PAGE 14
An Unhappy Girl
by
‘Susanna Ivanovna,’ I began, ‘how…’
She suddenly clutched my hand in her icy fingers, but her voice failed her. She gave a broken sigh and looked down. Her heavy coils of black hair fell about her face…. The snow had not melted from off it.
‘Please, calm yourself, sit down,’ I began again, ‘see here, on the sofa. What has happened? Sit down, I entreat you.’
‘No,’ she articulated, scarcely audibly, and she sank on to the window-seat. ‘I am all right here…. Let me be…. You could not expect… but if you knew… if I could… if…’
She tried to control herself, but the tears flowed from her eyes with a violence that shook her, and sobs, hurried, devouring sobs, filled the room. I felt a tightness at my heart…. I was utterly stupefied. I had seen Susanna only twice; I had conjectured that she had a hard life, but I had regarded her as a proud girl, of strong character, and all at once these violent, despairing tears…. Mercy! Why, one only weeps like that in the presence of death!
I stood like one condemned to death myself.
‘Excuse me,’ she said at last, several times, almost angrily, wiping first one eye, then the other. ‘It’ll soon be over. I’ve come to you….’ She was still sobbing, but without tears. ‘I’ve come…. You know that Alexander Daviditch has gone away?’
In this single question Susanna revealed everything, and she glanced at me, as though she would say: ‘You understand, of course, you will have pity, won’t you?’ Unhappy girl! There was no other course left her then!
I did not know what answer to make….
‘He has gone away, he has gone away… he believed him!’ Susanna was saying meanwhile. ‘He did not care even to question me; he thought I should not tell him all the truth, he could think that of me! As though I had ever deceived him!’
She bit her lower lip, and bending a little, began to scratch with her nail the patterns of ice that covered the window-pane. I went hastily into the next room, and sending my servant away, came back at once and lighted another candle. I had no clear idea why I was doing all this…. I was greatly overcome. Susanna was sitting as before on the window-seat, and it was at this moment that I noticed how lightly she was dressed: a grey gown with white buttons and a broad leather belt, that was all. I went up to her, but she did not take any notice of me.

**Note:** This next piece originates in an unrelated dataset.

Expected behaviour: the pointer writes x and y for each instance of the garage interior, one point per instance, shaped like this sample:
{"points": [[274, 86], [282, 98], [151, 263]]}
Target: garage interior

‘He believed it,… he believed it,’ she whispered, swaying softly from side to side. ‘He did not hesitate, he dealt me this last… last blow!’ She turned suddenly to me. ‘You know his address?’
‘Yes, Susanna Ivanovna.. I learnt it from his servants… at his house. He told me nothing of his intention; I had not seen him for two days–went to inquire and he had already left Moscow.’
‘You know his address?’ she repeated. ‘Well, write to him then that he has killed me. You are a good man, I know. He did not talk to you of me, I dare say, but he talked to me about you. Write… ah, write to him to come back quickly, if he wants to find me alive!… No! He will not find me!…’
Susanna’s voice grew quieter at each word, and she was quieter altogether. But this calm seemed to me more awful than the previous sobs.
‘He believed him,…’ she said again, and rested her chin on her clasped hands.
A sudden squall of wind beat upon the window with a sharp whistle and a thud of snow. A cold draught passed over the room…. The candles flickered…. Susanna shivered. Again I begged her to sit on the sofa.
‘No, no, let me be,’ she answered, ‘I am all right here. Please.’ She huddled up to the frozen pane, as though she had found herself a refuge in the recesses of the window. ‘Please.’